Thousands of school districts’ confidential files and other sensitive documents could have been publicly accessible for months because of a technical glitch in BoardDocs, a software used to manage school board meetings.
People who were not authorized to access districts’ confidential documents within the BoardDocs application were still able to access them if they searched within the app, said Nithya Das, the general manager of governance and chief legal officer for Diligent Corp., BoardDocs’ parent company.
The glitch was not because of a third-party malicious actor but rather because of a “misconfiguration,” or an issue with the way the application was “coded and architected,” she said in an interview with Education Week.
Das did not disclose how many districts were affected but said only about 1% of documents stored on BoardDocs, or roughly 64,000 files, were involved. BoardDocs is used by about 5,000 public-sector entities in the United States and Canada, mostly public schools.
The glitch adds BoardDocs to the list of K-12 ed-tech companies whose vulnerabilities have put at risk the sensitive information that districts store about students and staff. Most recently, a cyberattack on PowerSchool exposed the personal information of millions of students, parents, and staff and has led to dozens of lawsuits against the ed-tech company.
“School systems rely on their vendors to hold and manage a lot of very sensitive information,” said Doug Levin, a school cybersecurity expert and the national director of the K12 Security Information Exchange. “This [BoardDocs incident] is underscoring that we need our vendors and suppliers to be partners with us with respect to cybersecurity.”
That means K-12 vendors should be doing what they can to prevent an incident. But perhaps more importantly, Levin said, if a cybersecurity incident happens, districts “need to be notified promptly and very clearly.”
BoardDocs launches investigation to determine what happened
BoardDocs is designed to allow districts to publish public documents like meeting agendas, policies, and other documents in a library to comply with open meeting laws and promote civic engagement.
BoardDocs became aware of a “misconfiguration” in the app after a customer told the company of an issue where documents with visibility set to “private,” which were then saved in the public-content section of the app, were accessible through the in-app search, Das said. The company did not disclose the name of the client.
The Philadelphia Inquirer reported on May 30 that the Lower Merion school district was affected by a BoardDocs breach. In that instance, legal counsel representing plaintiffs in a case against the district accessed a confidential document that had been stored in a password-protected section of the application, according to the district.

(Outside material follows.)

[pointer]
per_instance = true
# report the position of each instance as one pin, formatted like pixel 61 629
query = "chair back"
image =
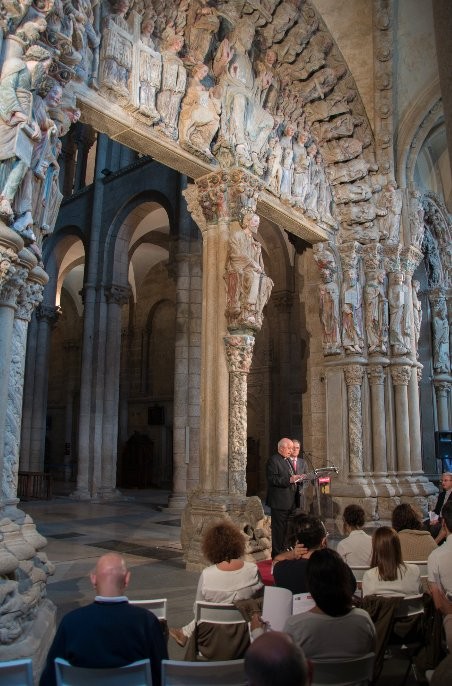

BoardDocs “immediately” corrected the issue for the customer, then launched an investigation “to better understand the scope of the issue” and “remediated that issue for the other clients who were impacted,” Das said. The company has also undertaken a third-party audit of the entire software to ensure all the “configurations are accurate.”
The issue shows up in a “fairly limited use case,” Das said. “It’s not how most of our clients interact with the product. But it’s our responsibility to make sure that the configuration works as it should.”
BoardDocs has been in the process of notifying its direct clients and partners via email if they were affected or not, Das said.
But Levin criticized the company for not providing information on its website about the issue.
K12 Security Information Exchange members had to ask BoardDocs for information after learning about it from the Inquirer article, “meaning the company did not proactively inform its user base that it had this issue,” he said. The 74 also reported that multiple districts were unaware of the issue.
BoardDocs said, in a statement to Education Week, that it didn’t make a public announcement because it was “a software issue, not a data breach involving malicious third parties and did not impact the entire client population.”
Still, Levin said it “speaks to the cybersecurity culture of the company and may beg a number of questions that BoardDocs customers should be asking of the company the next time they renew their agreements.”
District leaders should think about asking questions about a vendor’s code-review process, Levin said. They should also consider adding language in their contracts with vendors about providing prompt notification of incidents that might have affected the district.
“A school system can’t manage risks if they’re not even aware that there’s potentially an issue here,” he said.